Pour cerner les raisons d’une telle allégresse, d’une telle expression d’espérances, il suffira de jeter un regard rétrospectif sur le panorama désolant que le peuple a traversé pendant ce dernier quart de siècle.
Ceux qui, au lendemain du 3 avril 1984, s’étaient donné pour mission noble et exaltante de sortir la Guinée de ce désastre politique et économique dans lequel la Première République l’avait plongée, avaient fini, hélas, par s’accommoder des ‘‘4x4, grosses cylindrées japonaises’’ et du port de grands boubous brodés jusqu’aux genoux. Ce fut la ‘‘mode CMRN’’ qui donna le signal fort de ce que la Guinée allait connaitre comme dérapages dans tous les secteurs de la vie nationale, régionale et locale. L’Etat, déficitaire en matière de morale et d’éthique, avait fini par perdre de sa capacité d’obliger les acteurs de la société à remplir correctement les obligations que leur imposaient les buts collectifs. Aux yeux des bailleurs de fonds et des investisseurs privés, l’Etat n’avait plus de crédibilité.

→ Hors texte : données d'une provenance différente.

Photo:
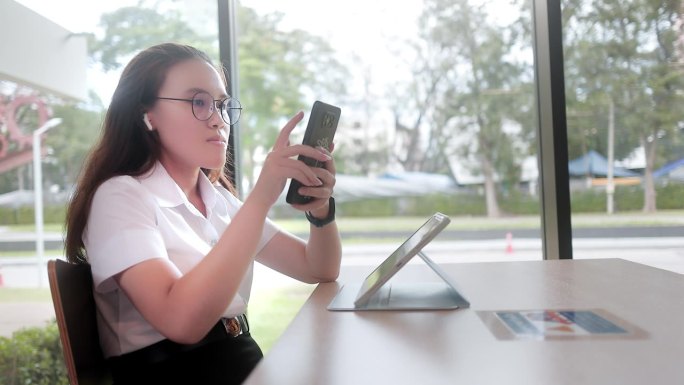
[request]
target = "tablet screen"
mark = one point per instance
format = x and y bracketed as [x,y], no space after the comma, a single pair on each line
[402,255]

En dépit de tout, les membres de l’appareil de l’Etat, à quelques rares exceptions, constitués en castes de privilégiés, étaient tous enclins à rejeter systématiquement et à combattre avec force toute velléité de changement menaçant leur statut de barons du régime ou de bourgeois compradores. C’est pourquoi les élections nationales et locales organisées pour la forme jusque-là, n’avaient été que pure mascarade.
L’autoprotection qui a permis à ce régime de perdurer provenait en grande partie de la fidélité de l’armée au Général Président, mais surtout de sa puissante organisation caractérisée par une symbiose, une réelle complicité entre le monde des affaires, la haute administration et le pouvoir politique ou décisionnel.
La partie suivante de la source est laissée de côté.